Question

A 10V Battery with internal resistance 1Ω and a 15V battery with internal resistance 0.6Ω are connected in parallel to a voltmeter. What is the closest reading in the voltmeter from the given options?

(A) 11.9V
(B) 13.1V
(C) 24.5V
(D) 12.5V

Answer 1

Hint: Use the Kirchhoff’s voltage law in the circuit to get the required voltage of the voltmeter.
Kirchhoff’s Voltage Law (KVL) is Kirchhoff’s second law that deals with the conservation of energy around a closed circuit path.
This voltage law states that for a closed loop series path the algebraic sum of all the voltages around any closed loop in a circuit is equal to zero.
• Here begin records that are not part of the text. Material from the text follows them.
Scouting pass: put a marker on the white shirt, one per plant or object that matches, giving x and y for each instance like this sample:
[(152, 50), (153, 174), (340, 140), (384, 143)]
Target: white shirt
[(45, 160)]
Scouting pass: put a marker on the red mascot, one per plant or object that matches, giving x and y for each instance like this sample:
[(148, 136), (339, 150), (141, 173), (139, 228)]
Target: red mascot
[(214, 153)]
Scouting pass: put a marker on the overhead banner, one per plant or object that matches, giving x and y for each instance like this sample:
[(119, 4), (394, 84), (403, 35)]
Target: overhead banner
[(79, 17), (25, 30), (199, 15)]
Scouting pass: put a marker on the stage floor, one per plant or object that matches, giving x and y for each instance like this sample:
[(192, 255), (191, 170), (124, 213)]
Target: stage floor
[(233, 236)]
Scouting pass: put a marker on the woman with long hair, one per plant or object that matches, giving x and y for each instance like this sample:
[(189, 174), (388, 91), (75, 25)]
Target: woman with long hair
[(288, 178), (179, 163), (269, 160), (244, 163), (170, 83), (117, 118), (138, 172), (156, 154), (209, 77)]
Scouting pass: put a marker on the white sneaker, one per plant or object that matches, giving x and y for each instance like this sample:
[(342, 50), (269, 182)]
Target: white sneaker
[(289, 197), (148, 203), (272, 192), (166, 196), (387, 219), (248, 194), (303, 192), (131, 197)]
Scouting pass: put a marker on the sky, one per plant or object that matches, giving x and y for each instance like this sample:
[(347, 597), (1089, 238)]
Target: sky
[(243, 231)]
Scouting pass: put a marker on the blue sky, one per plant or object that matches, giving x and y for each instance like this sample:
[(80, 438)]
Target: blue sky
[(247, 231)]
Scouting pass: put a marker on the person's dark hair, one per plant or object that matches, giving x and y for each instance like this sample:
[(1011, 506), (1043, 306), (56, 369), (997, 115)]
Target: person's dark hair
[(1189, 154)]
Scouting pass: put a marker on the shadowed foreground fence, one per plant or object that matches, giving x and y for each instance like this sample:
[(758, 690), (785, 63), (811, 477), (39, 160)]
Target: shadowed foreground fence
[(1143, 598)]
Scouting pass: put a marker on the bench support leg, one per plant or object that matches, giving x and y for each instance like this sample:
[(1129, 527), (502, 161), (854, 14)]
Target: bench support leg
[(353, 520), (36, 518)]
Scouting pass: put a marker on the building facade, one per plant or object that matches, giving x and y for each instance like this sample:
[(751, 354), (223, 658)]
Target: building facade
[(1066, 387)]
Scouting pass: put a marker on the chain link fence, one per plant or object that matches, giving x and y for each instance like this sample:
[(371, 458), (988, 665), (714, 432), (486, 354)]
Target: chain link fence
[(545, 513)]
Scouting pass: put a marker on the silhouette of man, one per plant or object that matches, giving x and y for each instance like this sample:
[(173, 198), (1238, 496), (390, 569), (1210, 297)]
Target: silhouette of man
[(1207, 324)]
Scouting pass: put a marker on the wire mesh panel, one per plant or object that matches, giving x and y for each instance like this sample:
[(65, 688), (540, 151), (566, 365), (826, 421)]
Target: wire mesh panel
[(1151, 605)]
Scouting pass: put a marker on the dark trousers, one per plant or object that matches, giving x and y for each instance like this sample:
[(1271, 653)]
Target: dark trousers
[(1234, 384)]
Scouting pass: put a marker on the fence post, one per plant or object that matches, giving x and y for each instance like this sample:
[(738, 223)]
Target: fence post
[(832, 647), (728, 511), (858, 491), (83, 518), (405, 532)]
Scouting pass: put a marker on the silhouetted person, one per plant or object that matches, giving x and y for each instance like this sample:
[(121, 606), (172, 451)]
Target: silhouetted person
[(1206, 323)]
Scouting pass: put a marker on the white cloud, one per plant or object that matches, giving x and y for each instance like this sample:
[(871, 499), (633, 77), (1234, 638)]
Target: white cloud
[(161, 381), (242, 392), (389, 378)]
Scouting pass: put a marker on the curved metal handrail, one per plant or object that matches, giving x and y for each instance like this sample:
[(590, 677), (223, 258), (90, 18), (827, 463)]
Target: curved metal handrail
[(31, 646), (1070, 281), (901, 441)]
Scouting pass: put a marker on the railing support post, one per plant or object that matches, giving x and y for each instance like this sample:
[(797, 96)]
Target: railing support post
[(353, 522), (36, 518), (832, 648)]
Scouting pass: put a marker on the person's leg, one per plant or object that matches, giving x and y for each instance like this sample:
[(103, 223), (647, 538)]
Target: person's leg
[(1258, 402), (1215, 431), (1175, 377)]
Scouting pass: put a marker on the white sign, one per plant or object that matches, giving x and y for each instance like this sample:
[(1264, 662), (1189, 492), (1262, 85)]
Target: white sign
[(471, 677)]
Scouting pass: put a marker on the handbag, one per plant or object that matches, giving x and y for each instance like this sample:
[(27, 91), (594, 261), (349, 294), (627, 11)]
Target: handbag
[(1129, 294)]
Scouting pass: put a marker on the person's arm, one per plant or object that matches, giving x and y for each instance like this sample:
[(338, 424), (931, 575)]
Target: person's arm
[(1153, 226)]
This is because a circuit loop is a closed conducting path so no energy is lost.
In other words the algebraic sum of all the potential differences around the loop must be equal to zero as:
 $ \sum{V}=0 $

Complete step by step answer:

Using Kirchhoff’s Voltage Law in the given circuit we get:
 $ \begin{align}
 &\Rightarrow 15-10-1\cdot i-0.6\cdot i=0 \\
 &\Rightarrow 5-1.6\cdot i=0 \\
 &\Rightarrow 1.6\cdot i=5 \\
 &\Rightarrow i=\dfrac{5}{1.6} \\
 &\Rightarrow i=3.125A \\
\end{align} $
Here the voltmeter reading is given by the potential difference across the lower circuit with 15V battery. So again applying the Kirchhoff’s Voltage Law here we get:
 $ \begin{align}
 &\Rightarrow \Delta V=15-0.6i \\
 &\Rightarrow15-0.6\times 3.125 \\
 &\Rightarrow15-1.875 \\
 &\Rightarrow \Delta V=13.125V \\
\end{align} $
Hence the closest value of the voltmeter reading in the options is (B) 13.1V.

Note:
While applying the KVL, always use the correct sign of conventions for the voltage of each resistor to avoid mistakes. The term “algebraic sum” in the voltage law means to take into account the polarities and signs of the sources and voltage drops around the loop.